Fr Kevin Hegarty
One of the staples of radio and television schedules, at Christmas time in the past, were the stories of Eamon Kelly, the Kerry seanchaí. He told marvellous tales of Christmas in Kerry during his boyhood. I remember him telling of the Kerry farmer who travelled by pony and trap to shop in Cahirciveen on Christmas Eve. Shopping completed rapidly - the word ‘shopaholic’ was not in his lexicon - he yielded to the temptation of the pub. As he did not want his relatives in the town to know he was on the ‘tear’, he adjourned to the ‘snug’, the small room pubs then provided to accommodate those who wished to drink privately.

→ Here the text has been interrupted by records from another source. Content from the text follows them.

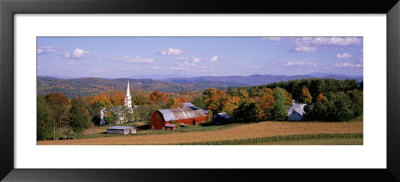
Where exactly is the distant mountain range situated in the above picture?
[37,73,363,98]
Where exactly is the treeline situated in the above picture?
[194,79,363,122]
[37,79,363,140]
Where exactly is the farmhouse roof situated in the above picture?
[158,108,206,121]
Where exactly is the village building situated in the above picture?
[107,126,136,135]
[100,81,137,126]
[150,104,207,130]
[288,100,307,121]
[212,112,232,125]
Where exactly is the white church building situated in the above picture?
[100,81,134,126]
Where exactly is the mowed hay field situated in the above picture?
[37,121,363,145]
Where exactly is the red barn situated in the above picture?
[150,108,207,130]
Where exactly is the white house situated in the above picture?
[107,126,136,135]
[288,100,307,121]
[100,81,134,126]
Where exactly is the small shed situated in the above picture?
[107,126,136,135]
[165,124,176,130]
[288,100,307,121]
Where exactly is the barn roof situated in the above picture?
[158,108,206,121]
[183,102,196,108]
[107,126,133,130]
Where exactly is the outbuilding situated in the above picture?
[107,126,136,135]
[288,100,307,121]
[150,108,207,130]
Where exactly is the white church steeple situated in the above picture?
[125,81,132,108]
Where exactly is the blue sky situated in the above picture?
[37,37,363,78]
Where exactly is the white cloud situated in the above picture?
[192,57,201,63]
[312,37,361,46]
[292,37,362,52]
[171,67,187,71]
[249,66,262,70]
[160,48,183,56]
[178,61,195,67]
[61,48,89,59]
[335,62,363,69]
[210,56,218,62]
[36,45,57,55]
[336,52,353,59]
[94,69,104,73]
[120,56,154,63]
[294,45,317,52]
[283,61,317,68]
[261,37,281,41]
[176,56,218,63]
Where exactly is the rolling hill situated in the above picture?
[37,74,362,98]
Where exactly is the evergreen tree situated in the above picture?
[68,98,92,135]
[36,96,53,140]
[272,87,287,121]
[300,87,312,104]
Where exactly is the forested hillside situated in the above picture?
[37,77,246,98]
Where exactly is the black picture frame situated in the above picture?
[0,0,400,181]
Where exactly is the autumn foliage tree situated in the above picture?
[203,88,228,115]
[300,88,312,104]
[68,98,92,135]
[150,91,167,106]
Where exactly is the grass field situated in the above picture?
[37,121,363,145]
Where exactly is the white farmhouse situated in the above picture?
[288,100,307,121]
[100,81,134,126]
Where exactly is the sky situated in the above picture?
[36,37,363,79]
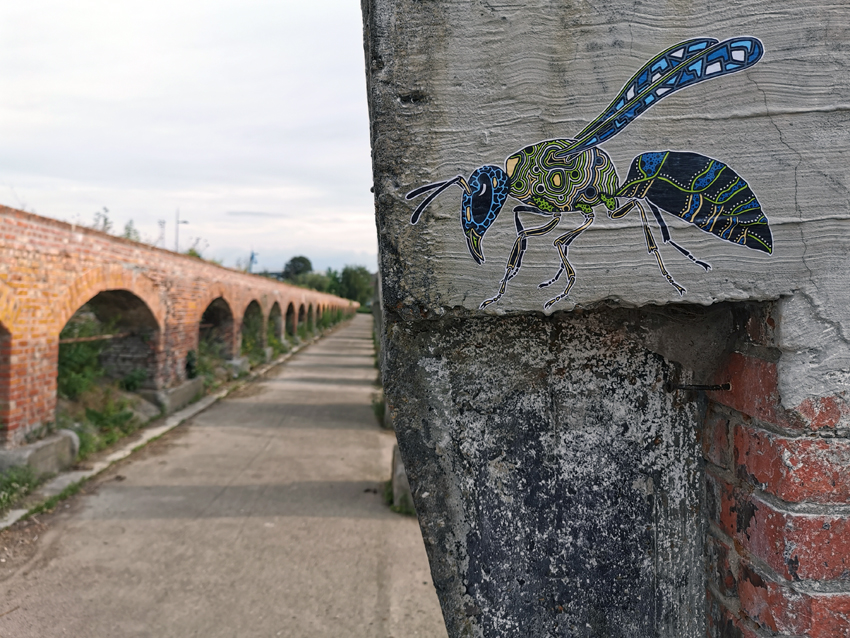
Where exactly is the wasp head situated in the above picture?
[407,166,510,264]
[460,166,510,264]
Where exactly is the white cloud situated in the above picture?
[0,0,377,270]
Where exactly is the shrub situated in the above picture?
[121,368,148,392]
[0,465,39,512]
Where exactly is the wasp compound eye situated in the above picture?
[460,166,510,264]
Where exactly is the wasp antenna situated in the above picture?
[407,175,463,224]
[404,176,460,199]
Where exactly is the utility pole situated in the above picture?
[154,219,165,248]
[174,208,189,253]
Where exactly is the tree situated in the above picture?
[282,255,313,280]
[339,266,374,306]
[121,219,142,241]
[91,206,112,233]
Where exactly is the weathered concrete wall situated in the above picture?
[0,207,357,445]
[364,0,850,638]
[385,309,725,637]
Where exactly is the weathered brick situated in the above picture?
[738,563,850,638]
[706,535,739,597]
[702,410,732,470]
[0,207,356,445]
[715,490,850,581]
[709,352,794,427]
[706,590,762,638]
[734,425,850,503]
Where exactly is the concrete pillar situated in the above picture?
[363,0,850,638]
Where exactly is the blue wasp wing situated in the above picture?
[558,36,764,158]
[575,38,719,139]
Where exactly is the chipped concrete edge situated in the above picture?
[0,319,350,531]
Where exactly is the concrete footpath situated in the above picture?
[0,315,446,638]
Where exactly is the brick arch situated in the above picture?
[192,284,241,323]
[55,266,166,335]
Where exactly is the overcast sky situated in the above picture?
[0,0,377,271]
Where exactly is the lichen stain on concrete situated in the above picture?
[386,308,724,637]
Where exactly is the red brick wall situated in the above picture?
[702,313,850,638]
[0,206,357,445]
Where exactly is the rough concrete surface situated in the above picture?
[364,0,850,408]
[385,308,729,638]
[0,315,446,638]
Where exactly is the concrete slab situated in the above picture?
[0,315,446,638]
[0,430,80,474]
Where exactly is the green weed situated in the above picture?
[0,465,40,512]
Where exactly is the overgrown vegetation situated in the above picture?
[266,317,291,357]
[384,479,416,516]
[56,314,109,401]
[195,335,228,392]
[274,255,374,307]
[74,387,137,459]
[56,306,154,458]
[242,304,266,368]
[0,465,40,512]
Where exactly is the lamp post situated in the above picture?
[174,208,189,253]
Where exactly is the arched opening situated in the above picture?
[198,297,233,359]
[241,300,266,366]
[191,297,234,390]
[298,304,307,339]
[266,301,289,357]
[57,290,159,401]
[55,290,161,456]
[286,303,296,339]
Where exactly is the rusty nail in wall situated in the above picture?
[664,381,732,392]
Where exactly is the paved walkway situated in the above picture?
[0,315,446,638]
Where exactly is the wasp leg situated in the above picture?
[608,200,636,219]
[646,200,711,272]
[538,208,593,310]
[637,204,687,297]
[478,206,561,310]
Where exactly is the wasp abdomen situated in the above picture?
[617,151,773,254]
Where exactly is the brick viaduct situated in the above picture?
[0,207,358,447]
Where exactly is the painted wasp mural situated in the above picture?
[407,36,773,309]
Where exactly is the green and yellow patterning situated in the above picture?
[505,139,617,213]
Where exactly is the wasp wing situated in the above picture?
[558,36,764,157]
[575,38,719,139]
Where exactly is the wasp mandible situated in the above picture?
[407,36,773,309]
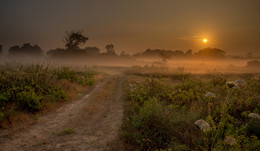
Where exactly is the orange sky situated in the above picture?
[0,0,260,55]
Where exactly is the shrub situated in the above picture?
[17,91,41,112]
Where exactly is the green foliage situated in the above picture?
[55,67,95,85]
[16,91,41,112]
[0,64,95,121]
[122,75,260,150]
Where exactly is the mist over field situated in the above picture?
[0,0,260,151]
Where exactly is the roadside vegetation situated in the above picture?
[122,67,260,151]
[0,64,96,127]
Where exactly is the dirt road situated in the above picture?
[0,75,126,151]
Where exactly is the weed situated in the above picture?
[54,128,75,136]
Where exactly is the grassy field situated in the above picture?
[122,67,260,151]
[0,64,97,128]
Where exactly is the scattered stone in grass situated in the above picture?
[194,119,210,132]
[54,128,75,136]
[248,113,260,120]
[225,136,237,146]
[226,81,235,89]
[205,92,216,98]
[234,79,246,86]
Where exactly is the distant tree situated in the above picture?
[246,52,253,58]
[0,45,3,55]
[64,30,88,49]
[105,44,116,55]
[195,47,226,58]
[84,47,100,55]
[9,43,42,56]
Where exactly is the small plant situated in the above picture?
[56,128,75,136]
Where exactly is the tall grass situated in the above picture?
[122,71,260,150]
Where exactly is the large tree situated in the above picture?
[64,30,88,49]
[9,43,43,56]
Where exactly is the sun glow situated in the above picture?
[203,38,208,43]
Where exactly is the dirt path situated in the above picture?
[0,75,126,151]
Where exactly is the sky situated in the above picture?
[0,0,260,55]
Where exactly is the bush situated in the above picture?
[17,91,41,112]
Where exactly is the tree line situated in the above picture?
[0,30,226,59]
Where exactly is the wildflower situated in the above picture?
[194,119,210,132]
[226,81,235,89]
[234,80,246,86]
[225,136,237,146]
[248,113,260,119]
[205,92,216,98]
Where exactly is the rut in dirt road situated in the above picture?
[0,76,126,151]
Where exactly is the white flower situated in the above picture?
[225,136,237,146]
[248,113,260,119]
[194,119,210,132]
[205,92,216,98]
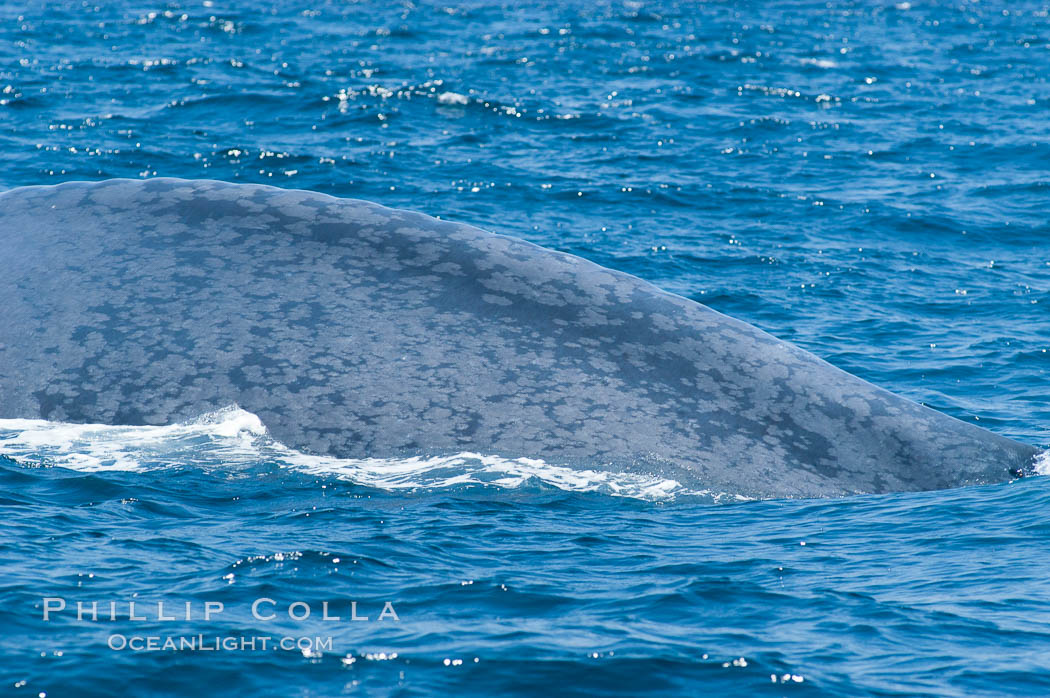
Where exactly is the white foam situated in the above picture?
[1032,450,1050,475]
[0,405,713,500]
[438,92,470,105]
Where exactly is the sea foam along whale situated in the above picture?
[0,179,1036,496]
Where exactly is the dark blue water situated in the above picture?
[0,0,1050,696]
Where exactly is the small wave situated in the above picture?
[0,405,718,500]
[1032,449,1050,475]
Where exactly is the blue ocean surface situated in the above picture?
[0,0,1050,696]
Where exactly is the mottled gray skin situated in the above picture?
[0,179,1035,496]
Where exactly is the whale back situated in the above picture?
[0,179,1035,496]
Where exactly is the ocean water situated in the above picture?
[0,0,1050,696]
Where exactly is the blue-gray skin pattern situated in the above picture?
[0,179,1036,496]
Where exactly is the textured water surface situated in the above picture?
[0,0,1050,696]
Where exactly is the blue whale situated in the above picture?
[0,178,1036,498]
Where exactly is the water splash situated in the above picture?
[0,405,713,500]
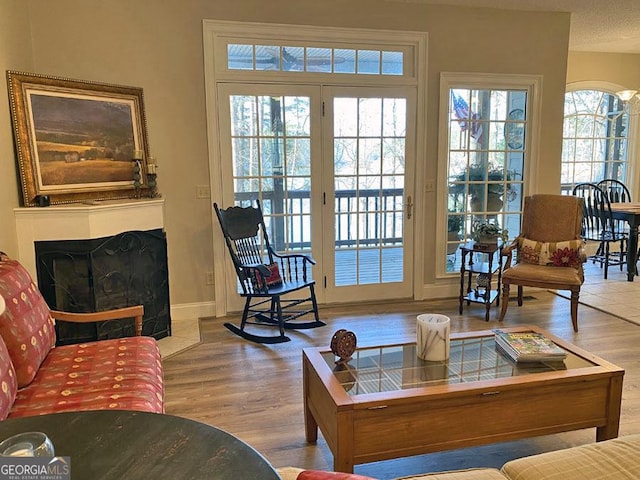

After satisfying his thirst (too well), he started on his journey home, into the vastness of south Kerry, stopping first at the Daniel O’Connell Church, for confession.
There was a big crowd awaiting absolution. By the time he entered the confession box he felt drowsy. He fell asleep, as the priest kept the person on the other side of the box for a long time. Startled by the eventual pulling back of the curtain of the grille, he uttered the immortal words: “The same again and turn on the lights in the snug!”
My favourite time of Christmas is late on Christmas Eve, those sacred hours between the end of the flurry of shopping and midnight Mass. Awe is in the air. Our ordinary landscape is touched by the transcendent. It seems as if the spiritual and natural worlds meet in an unusual harmony. Patrick Kavanagh captures it so well in ‘A Christmas Childhood’.
“My father played the melodeon
Outside at our gate;
There were stars in the morning east
And they danced to his music.
Outside in the cow house my mother
Made the music of milking;
The light of her stable-lamp was a star
And the frost of Bethlehem made it twinkle.
Cassiopeia was over
Cassidy’s hanging hill,
I looked and three whin bushes rode across
The horizon – the Three Wise Kings.”
Even non-believers can be affected by the atmosphere. Thomas Hardy, the novelist and poet, lost his belief in Christianity, but on one Christmas Eve, contemplating the nativity, found himself ‘hoping it might be so’.
On Christmas Eve and Christmas Day, especially, joy, generosity and goodwill are in the air. In his autobiography, ‘An Only Child’, Frank O’Connor tells of calling to a convent as a young boy, with his mother, who had once worked there. A young nun brought him to visit the crib. He was distressed to see that the baby Jesus had no toy: “I asked the young nun politely if the Holy Child didn’t like toys and she replied composedly enough, ‘Oh he does but his mother is too poor to afford them’. That settled it. My mother was poor too, but at Christmas she at least managed to buy me something even if it was only a box of crayons. I distinctly remember getting into the crib and putting the engine between his outstretched arms. I probably showed him how to wind it as well, because a small baby like that would not be clever enough to know. I remember too the tearful feeling of reckless generosity with which I left him there in the nightly darkness clutching my toy engine to his chest.”
The great poets of the First World War have ensured that the horror of that conflagration will never be forgotten. In the darkness there was a glimmer of light. Paul McCartney recorded a song, some years ago, on the unofficial ceasefire between British and German troops, on the Western Front, at Christmas 1914. Last October, a letter recalling this extraordinary event came to light. The letter, dated December 25, 1914, from a young private, identified only as ‘Boy’, records his wonder and relief at one of the most remarkable moments in military history. In the five-page letter, he tells of how on Christmas Eve the Germans began placing ‘lights all long the trenches and calling over to us and wishing us Happy Christmas’. He describes exchanges of buttons and balaclavas, haunting renditions of ‘Silent Night’ in German and English, and a football match with men he had been trained to kill.
Distilled in these stories is the true spirit of Christmas. It does not last, of course, sometimes it seems as beautiful and fleeting as a rainbow on a damp autumn evening. How do we make the moment last, as the Barry’s Tea advertisement puts it? Let’s not get into that now. There can be too much preaching and not enough quiet reflection. For now let us just savour the wonder of incarnation.